With this knowledge, it's possible to do pattern matching in Elixir to easily filter images with attachments. This helps us only check posts that have attachments, and let all else pass through.

defmodule AnimeMRF do
  @moduledoc "Filters out messages containing anime girls."
  @behaviour Pleroma.Web.ActivityPub.MRF

  @impl true
  def filter(object) do
    if has_anime_girl(object) do
      {:reject, "Sorry, no anime girls allowed."}
    else
      {:ok, object}
    end
  end

  # Only gets called if there's an attachment
  defp has_anime_girl(%{"object" => %{"attachment" => attachment}}) do
    # Call a library to do an AI check on the image
    AnimeChecker.is_anime_girl(attachment)
  end

  # If there's no attachment, there's no anime girl
  defp has_anime_girl(_), do: false

  @impl true
  def describe, do: {:ok, %{}}
end

MRFs from the community

Due to its power and flexibility, some users have made custom MRF policies not found in Pleroma itself.
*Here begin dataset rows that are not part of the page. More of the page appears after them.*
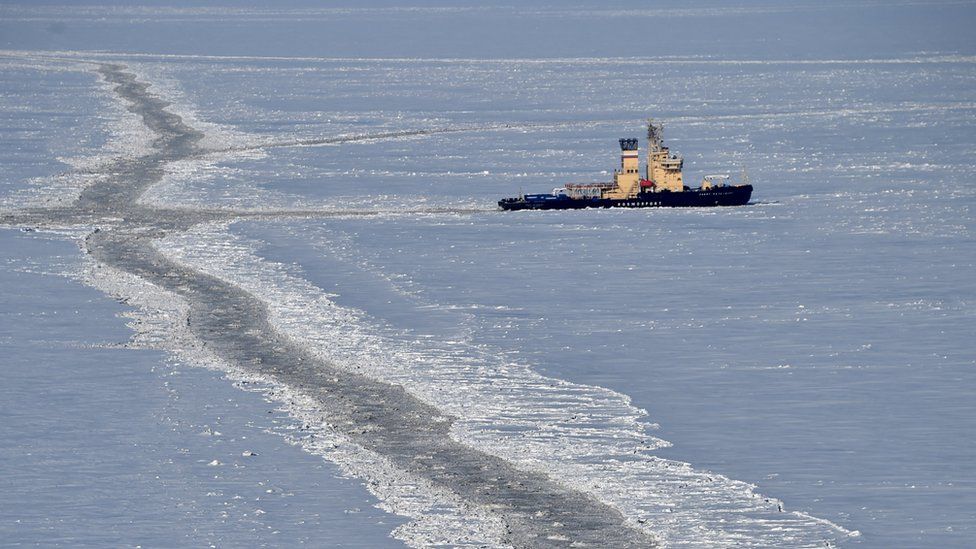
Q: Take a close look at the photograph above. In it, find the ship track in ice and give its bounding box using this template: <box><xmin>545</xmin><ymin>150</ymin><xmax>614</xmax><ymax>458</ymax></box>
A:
<box><xmin>0</xmin><ymin>64</ymin><xmax>655</xmax><ymax>547</ymax></box>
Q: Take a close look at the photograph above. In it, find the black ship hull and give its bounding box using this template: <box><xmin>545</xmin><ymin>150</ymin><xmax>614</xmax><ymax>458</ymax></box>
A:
<box><xmin>498</xmin><ymin>185</ymin><xmax>752</xmax><ymax>210</ymax></box>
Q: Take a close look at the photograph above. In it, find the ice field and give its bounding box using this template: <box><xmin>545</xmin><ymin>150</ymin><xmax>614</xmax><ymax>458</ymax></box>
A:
<box><xmin>0</xmin><ymin>2</ymin><xmax>976</xmax><ymax>547</ymax></box>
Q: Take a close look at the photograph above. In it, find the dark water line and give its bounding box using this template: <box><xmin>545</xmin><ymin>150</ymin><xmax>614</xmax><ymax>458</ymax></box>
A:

These modules can be added to Pleroma by copying them in and configuring them manually.

  • BlockPolicy by nik - Notify local users upon remote block.
  • NotifyLocalUsersPolicy by a1batross - Notifies all local users by configurable tag in subject field (only for admins)
  • ... a lot more that I don't have links for (send them my way?)